Eduardo Camavinga et Harry Kane vont-ils une nouvelle fois connaître des fortunes opposées, d’ici mercredi soir en Ligue des champions ? D’un côté, le milieu français s’est offert le luxe de remporter tous les trophées possibles et imaginables dès l’âge de 20 ans avec le Real Madrid. Ligue des champions, Liga, Coupe et Supercoupe d’Espagne, Supercoupe d’Europe et Coupe du monde des clubs, l’ancien Rennais a tout raflé en seulement deux saisons avec les Merengue.
Autant vous dire qu’il ne se fait guère de soucis avant son 8e de finale retour de C1 contre Leipzig mercredi. Ce genre de conte de fées est tout ce peut que maudire Harry Kane. A 30 ans, l’attaquant star des Three Lions a eu beau enquiller pas moins de 387 buts et 97 passes décisives (en 616 matchs) durant sa carrière pro, il n’a encore jamais pu soulever le moindre trophée.
Du finish culte à Watford à un penalty raté contre Lloris
Glissons comme ça, sans la moindre moquerie (pas le genre de la maison à 20 Minutes), les étapes clés de la lose d’Harry Kane durant sa carrière, alors qu’un nouveau fiasco européen lui pend au nez ce mardi (21 heures), lors d’un Bayern Munich-Lazio Rome bien plus indécis que prévu (1-0 pour les Italiens à l’aller).
- Ça démarre fort pour lui puisque à 19 ans, il est sur la pelouse pour subir la fin de match la plus folle de l’histoire (oui oui), en play-offs d’accession à la Premier League.

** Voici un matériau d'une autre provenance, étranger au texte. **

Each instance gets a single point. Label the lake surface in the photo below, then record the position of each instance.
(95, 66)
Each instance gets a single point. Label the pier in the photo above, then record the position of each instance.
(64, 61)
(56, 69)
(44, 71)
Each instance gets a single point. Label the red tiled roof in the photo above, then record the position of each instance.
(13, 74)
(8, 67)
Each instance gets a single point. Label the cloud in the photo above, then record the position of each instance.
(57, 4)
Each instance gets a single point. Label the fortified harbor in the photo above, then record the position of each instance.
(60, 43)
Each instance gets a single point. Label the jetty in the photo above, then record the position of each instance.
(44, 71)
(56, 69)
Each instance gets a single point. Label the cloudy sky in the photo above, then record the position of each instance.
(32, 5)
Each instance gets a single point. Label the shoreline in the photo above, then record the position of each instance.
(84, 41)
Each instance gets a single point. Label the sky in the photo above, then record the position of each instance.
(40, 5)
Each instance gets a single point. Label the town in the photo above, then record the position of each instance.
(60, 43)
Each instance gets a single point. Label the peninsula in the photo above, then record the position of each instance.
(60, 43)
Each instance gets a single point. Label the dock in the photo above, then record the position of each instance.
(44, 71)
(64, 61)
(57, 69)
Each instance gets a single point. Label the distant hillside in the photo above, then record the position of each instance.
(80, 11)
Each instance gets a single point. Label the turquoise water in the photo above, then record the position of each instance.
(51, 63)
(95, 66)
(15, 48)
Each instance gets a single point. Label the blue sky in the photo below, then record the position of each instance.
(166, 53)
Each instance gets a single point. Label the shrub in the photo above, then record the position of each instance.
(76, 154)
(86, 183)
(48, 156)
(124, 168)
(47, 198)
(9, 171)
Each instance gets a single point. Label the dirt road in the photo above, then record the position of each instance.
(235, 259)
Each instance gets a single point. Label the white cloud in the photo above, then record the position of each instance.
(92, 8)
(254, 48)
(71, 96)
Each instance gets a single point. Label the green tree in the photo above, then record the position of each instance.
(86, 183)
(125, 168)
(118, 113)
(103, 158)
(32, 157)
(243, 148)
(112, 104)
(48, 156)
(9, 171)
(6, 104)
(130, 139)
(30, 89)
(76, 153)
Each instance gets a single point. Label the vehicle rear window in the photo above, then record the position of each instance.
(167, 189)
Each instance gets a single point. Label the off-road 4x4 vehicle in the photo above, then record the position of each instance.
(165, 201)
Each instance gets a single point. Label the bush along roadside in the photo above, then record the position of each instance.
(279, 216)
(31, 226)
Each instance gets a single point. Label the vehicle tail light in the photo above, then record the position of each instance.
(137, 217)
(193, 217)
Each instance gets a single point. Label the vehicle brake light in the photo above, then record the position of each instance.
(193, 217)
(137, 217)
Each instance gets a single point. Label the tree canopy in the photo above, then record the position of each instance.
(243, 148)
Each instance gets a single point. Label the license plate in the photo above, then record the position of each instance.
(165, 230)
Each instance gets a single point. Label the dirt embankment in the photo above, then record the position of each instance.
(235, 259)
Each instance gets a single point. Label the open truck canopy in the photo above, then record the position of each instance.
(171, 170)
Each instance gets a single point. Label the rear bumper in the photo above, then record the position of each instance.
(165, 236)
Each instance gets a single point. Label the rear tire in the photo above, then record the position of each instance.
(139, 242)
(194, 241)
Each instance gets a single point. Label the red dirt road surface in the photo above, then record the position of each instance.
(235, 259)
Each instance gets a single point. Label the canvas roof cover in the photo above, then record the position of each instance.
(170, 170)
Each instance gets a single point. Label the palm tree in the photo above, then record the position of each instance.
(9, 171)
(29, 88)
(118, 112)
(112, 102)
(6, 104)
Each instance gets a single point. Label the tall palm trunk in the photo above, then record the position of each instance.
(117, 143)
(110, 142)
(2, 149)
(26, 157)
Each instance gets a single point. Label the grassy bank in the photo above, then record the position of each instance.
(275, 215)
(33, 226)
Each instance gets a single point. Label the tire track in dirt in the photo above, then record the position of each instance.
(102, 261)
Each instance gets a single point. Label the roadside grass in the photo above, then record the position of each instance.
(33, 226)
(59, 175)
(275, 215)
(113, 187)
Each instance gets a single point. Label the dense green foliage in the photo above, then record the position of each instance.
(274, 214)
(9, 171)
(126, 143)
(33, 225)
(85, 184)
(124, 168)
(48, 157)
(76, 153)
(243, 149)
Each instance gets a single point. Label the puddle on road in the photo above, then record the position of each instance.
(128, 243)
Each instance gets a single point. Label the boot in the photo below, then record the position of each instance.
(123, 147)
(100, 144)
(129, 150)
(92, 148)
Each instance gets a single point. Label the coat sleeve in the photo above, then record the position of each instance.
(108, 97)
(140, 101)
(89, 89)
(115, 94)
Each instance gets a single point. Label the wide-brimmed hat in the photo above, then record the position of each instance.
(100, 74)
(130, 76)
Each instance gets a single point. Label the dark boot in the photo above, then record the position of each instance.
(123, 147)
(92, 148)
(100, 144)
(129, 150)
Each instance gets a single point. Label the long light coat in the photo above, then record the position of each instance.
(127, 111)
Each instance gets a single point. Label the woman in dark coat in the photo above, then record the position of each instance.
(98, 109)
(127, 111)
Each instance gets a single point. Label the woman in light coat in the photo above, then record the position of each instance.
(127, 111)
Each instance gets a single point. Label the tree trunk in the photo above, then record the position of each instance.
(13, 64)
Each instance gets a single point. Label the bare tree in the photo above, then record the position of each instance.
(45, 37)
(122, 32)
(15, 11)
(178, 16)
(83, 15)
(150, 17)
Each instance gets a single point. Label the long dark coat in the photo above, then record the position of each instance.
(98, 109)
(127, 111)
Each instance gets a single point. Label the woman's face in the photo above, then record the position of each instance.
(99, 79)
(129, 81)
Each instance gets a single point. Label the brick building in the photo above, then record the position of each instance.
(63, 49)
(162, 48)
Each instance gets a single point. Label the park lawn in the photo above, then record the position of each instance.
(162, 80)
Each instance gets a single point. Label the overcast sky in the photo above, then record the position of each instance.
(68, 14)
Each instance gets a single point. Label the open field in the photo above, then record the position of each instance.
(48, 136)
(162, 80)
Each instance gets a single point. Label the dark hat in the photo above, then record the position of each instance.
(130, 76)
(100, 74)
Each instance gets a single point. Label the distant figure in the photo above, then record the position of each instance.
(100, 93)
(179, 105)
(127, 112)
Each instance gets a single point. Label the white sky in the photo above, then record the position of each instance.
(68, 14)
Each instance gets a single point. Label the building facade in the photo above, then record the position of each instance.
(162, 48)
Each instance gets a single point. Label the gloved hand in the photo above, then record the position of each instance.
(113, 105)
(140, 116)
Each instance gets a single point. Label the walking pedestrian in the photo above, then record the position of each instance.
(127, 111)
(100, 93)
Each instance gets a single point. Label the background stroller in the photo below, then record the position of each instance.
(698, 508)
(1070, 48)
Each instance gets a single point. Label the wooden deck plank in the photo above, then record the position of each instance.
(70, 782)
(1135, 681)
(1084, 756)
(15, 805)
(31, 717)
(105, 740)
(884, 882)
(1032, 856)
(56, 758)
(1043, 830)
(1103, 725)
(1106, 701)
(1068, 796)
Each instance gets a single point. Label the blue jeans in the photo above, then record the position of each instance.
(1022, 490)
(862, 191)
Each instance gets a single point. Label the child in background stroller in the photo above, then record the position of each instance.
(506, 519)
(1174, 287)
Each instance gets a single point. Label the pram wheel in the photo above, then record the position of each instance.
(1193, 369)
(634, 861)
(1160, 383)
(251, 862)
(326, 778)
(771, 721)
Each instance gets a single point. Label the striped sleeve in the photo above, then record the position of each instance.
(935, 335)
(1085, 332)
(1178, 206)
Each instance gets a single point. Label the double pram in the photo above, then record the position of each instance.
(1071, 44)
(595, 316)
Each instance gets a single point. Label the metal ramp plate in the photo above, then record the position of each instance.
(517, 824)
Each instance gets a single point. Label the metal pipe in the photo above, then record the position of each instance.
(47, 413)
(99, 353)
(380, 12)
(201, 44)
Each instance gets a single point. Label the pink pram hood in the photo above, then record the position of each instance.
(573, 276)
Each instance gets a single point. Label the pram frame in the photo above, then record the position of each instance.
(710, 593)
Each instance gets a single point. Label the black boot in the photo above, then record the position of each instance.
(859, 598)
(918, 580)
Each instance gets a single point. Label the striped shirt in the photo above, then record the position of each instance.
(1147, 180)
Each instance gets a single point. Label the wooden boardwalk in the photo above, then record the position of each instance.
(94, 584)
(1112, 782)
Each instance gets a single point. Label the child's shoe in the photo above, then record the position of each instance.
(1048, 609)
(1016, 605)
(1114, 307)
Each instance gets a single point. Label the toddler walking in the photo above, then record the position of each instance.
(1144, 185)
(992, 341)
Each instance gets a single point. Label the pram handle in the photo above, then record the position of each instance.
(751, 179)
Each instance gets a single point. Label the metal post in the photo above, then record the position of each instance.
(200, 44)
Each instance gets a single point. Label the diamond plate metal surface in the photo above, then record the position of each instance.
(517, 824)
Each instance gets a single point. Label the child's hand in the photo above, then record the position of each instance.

Prêté par Tottenham à Leicester, il entre sur la pelouse à l’heure de jeu pour la demi-finale retour à Watford (à 1-1). Les Foxes sont encore qualifiés dans le temps additionnel malgré un score défavorable (2-1) et ils obtiennent même le penalty leur garantissant la finale à Wembley. Mais le Frenchie Anthony Knockaert manque en deux temps sa tentative (90+7e), et Watford marque le but d’une qualif insensée sur la contre-attaque.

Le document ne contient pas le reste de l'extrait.